Em sua introdução ao volume, John C. Raines resumiu as principais descobertas do grupo sobre a opressão de gênero. Um, que as religiões mundiais refletem construções sociais de gênero e vice-versa; segundo, que a análise do poder religioso é sempre uma escolha de lealdade política; terceiro, que o trabalho acadêmico culturalmente específico e culturalmente competente é necessário para ser persuasivo; e quarto, que o ativismo pela justiça de gênero em domínios religiosos exige várias ferramentas e táticas culturalmente apropriadas. Os colaboradores postularam que todas as religiões do mundo carregam consigo suas próprias sementes de mudança positiva. Nas palavras de John C. Raines, “cada uma dessas tradições religiosas tem uma forte teoria de justiça social e esses recursos podem ser aproveitados para questões contemporâneas de gênero. Perguntamos: como podem nossas Escrituras, como podem nossos profetas fundadores, como nossos ancestrais podem ser usados ​​hoje para promover a justiça nas relações entre os gêneros? ”

Este ensaio oferece recursos de dentro do cristianismo europeu medieval em uma leitura feminista do dogma cristão da união hipostática, teoria política medieval sobre geminação real e duas lendas medievais sobre o duplo numinoso. Juntando essas vertentes como uma hermenêutica feminista de vidas duplas, argumento que a popular história medieval de uma papa do século IX e o mito de uma amante das fadas serviram para desequilibrar as reivindicações egemônicas da superioridade cristã masculina na Idade Média e no cinema contemporâneo hoje.

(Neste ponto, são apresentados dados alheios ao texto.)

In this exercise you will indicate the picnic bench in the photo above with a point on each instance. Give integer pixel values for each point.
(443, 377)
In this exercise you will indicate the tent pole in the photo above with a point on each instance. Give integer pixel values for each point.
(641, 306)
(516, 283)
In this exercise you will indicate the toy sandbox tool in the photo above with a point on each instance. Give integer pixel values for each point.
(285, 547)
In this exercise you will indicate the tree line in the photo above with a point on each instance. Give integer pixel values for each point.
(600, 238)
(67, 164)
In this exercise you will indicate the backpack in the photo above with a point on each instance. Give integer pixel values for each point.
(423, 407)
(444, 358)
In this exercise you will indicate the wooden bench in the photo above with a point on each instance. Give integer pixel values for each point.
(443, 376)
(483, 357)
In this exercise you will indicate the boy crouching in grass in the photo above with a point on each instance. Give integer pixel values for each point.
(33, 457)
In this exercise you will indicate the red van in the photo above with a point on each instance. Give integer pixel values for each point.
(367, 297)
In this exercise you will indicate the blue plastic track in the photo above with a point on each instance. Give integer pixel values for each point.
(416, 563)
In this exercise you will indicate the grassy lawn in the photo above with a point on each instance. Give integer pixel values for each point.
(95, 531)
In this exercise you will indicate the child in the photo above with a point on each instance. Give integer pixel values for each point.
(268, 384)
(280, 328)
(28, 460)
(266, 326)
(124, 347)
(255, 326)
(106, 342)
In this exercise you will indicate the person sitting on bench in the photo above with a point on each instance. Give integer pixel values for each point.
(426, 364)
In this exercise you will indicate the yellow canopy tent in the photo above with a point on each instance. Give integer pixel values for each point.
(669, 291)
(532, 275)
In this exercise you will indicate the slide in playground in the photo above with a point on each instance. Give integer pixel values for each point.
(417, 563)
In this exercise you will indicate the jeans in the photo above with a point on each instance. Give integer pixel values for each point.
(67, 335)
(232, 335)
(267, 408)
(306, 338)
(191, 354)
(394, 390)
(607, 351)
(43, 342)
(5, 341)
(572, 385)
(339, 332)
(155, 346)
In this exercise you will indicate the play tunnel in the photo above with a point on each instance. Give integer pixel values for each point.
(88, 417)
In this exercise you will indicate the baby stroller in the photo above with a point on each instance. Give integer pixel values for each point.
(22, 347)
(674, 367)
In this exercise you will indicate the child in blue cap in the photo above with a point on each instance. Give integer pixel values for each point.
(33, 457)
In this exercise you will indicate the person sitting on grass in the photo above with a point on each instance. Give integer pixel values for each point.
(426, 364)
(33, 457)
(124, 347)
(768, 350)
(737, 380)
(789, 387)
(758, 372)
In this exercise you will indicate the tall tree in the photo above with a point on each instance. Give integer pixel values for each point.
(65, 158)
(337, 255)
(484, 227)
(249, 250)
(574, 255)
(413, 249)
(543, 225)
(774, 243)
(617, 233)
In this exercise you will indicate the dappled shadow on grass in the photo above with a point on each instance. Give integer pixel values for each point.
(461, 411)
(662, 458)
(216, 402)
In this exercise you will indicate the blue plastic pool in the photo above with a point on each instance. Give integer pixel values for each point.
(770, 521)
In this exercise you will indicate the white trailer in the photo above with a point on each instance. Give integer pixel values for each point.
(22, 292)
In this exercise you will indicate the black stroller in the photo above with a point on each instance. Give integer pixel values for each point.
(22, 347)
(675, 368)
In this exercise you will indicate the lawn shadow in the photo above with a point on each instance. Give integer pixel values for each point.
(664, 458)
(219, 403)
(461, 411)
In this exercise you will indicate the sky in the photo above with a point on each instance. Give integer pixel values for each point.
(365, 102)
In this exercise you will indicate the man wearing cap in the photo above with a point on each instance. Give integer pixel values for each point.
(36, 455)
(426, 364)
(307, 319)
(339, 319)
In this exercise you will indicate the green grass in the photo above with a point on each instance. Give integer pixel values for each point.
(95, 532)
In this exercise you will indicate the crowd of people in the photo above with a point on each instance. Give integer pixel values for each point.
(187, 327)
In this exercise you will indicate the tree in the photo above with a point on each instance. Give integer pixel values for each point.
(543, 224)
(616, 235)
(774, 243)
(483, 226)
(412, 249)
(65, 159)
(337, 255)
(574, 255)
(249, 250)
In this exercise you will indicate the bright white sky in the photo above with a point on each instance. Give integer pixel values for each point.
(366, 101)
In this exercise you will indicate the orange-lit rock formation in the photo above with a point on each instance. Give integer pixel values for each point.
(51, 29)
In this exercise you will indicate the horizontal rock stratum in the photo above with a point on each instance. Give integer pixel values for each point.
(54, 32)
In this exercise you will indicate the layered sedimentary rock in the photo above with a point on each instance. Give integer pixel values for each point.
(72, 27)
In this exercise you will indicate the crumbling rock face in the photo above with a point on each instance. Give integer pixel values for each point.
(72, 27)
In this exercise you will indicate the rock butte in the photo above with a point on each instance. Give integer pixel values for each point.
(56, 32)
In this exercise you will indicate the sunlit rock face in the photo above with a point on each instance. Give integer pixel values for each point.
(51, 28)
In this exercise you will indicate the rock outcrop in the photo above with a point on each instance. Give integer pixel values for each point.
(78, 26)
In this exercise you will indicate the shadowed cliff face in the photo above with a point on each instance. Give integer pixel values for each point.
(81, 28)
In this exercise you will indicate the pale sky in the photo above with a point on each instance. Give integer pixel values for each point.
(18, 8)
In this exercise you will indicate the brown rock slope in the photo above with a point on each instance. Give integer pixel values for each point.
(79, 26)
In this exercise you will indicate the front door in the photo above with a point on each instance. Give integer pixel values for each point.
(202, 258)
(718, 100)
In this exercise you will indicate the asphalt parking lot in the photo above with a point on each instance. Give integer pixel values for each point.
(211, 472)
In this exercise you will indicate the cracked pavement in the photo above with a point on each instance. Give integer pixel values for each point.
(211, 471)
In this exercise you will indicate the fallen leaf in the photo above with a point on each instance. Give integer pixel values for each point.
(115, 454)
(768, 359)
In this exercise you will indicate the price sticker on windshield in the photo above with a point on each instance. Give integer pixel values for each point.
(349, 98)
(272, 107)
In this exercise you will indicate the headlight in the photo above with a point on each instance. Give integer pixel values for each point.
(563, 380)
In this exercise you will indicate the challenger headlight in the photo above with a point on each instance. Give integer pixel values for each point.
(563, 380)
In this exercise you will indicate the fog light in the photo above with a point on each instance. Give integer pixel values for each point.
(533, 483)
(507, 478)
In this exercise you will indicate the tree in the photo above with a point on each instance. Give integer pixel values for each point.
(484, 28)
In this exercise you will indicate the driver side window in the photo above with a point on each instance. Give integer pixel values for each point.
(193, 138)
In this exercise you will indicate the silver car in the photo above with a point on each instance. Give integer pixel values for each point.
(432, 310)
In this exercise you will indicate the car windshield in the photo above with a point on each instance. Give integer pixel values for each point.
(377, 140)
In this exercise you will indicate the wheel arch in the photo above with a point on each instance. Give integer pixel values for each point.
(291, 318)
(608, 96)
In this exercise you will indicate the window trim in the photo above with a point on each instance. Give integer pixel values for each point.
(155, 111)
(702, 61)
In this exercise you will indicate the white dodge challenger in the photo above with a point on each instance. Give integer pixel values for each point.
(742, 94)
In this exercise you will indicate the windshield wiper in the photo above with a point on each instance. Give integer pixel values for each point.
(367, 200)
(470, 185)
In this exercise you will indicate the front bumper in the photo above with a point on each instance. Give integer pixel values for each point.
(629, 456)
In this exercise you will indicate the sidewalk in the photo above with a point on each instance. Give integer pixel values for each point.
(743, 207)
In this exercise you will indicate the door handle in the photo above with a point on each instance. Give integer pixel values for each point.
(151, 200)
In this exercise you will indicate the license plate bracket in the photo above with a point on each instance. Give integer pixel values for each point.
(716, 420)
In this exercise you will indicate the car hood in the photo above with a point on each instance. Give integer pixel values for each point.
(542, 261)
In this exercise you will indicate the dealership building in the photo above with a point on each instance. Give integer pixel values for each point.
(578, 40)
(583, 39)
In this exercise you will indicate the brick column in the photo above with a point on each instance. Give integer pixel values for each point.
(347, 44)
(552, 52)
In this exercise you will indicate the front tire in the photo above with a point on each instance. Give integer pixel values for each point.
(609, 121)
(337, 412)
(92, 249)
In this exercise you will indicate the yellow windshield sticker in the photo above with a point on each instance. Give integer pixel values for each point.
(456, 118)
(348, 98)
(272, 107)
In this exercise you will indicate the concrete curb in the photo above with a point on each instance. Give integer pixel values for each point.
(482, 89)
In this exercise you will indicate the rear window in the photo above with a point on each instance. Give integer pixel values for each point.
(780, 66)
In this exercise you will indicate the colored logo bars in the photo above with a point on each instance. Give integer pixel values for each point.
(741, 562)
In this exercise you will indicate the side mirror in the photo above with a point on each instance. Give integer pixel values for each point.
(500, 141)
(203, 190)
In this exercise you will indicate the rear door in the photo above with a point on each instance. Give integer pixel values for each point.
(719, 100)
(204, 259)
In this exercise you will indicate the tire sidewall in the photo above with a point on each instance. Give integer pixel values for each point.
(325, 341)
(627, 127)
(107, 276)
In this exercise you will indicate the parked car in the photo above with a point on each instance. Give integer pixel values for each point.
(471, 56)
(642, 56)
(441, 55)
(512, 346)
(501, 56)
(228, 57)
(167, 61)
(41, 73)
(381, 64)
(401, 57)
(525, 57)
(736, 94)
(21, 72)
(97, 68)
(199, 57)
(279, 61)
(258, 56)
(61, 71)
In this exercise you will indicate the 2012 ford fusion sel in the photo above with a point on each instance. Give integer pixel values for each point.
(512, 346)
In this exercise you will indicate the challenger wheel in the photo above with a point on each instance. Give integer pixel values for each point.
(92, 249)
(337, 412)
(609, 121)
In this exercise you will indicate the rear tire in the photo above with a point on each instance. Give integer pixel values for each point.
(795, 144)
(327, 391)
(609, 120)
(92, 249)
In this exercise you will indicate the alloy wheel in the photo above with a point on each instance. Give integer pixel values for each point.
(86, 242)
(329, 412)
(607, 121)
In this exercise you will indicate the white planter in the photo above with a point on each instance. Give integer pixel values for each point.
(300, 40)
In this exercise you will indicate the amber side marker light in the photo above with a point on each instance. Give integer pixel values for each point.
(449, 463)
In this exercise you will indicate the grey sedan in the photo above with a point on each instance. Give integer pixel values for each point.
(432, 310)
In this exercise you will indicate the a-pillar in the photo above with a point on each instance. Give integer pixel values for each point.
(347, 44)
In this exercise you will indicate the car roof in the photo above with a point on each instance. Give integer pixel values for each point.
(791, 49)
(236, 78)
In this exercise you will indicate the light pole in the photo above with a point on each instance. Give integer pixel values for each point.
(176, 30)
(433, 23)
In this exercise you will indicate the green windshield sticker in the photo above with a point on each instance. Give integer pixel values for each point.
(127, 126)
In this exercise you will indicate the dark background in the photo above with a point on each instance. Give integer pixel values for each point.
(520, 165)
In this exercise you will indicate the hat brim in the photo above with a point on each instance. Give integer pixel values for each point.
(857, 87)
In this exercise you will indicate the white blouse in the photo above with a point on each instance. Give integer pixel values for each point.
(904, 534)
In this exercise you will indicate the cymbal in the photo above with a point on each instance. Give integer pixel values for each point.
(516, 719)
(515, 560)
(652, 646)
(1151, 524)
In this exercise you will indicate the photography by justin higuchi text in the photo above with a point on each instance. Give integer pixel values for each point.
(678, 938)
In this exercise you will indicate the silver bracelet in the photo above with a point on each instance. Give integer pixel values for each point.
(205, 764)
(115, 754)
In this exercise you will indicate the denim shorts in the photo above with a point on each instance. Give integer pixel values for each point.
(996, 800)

Como atos de contar histórias subversivas ou verdades para se acreditar, as histórias reconhecem a possibilidade do reinado benevolente de uma mulher no mais alto cargo eclesiástico e pensam em maneiras engenhosas além das redes institucionais por meio das quais as mulheres podem ter acesso ao ensino superior dominado pelos homens e sexualidade. Posicionadas com segurança em parte ou no todo no reino onírico do sobrenatural e numinoso, as narrativas convidam o público a desfazer a falsa consciência. Eles insistem que as mulheres merecem melhor e mais do que o que um status quo misógino tem a oferecer.


Assista o vídeo: 04-Ballet O Lago dos Cisnes ABT 2005-Príncipe sai para caçar,entrada do Cisne Branco (Junho 2022).


Comentários:

  1. Preostcot

    Qual tópico excelente

  2. Mackinnon

    Como de costume, o webmaster publicou corretamente!

  3. Itz James

    Que palavras ... ótimo, a ideia excelente

  4. Tygolabar

    I think this technique is no longer relevant, there are newer methods.

  5. Telkis

    É hora de erguer um monumento ao autor durante sua vida. Quem concorda?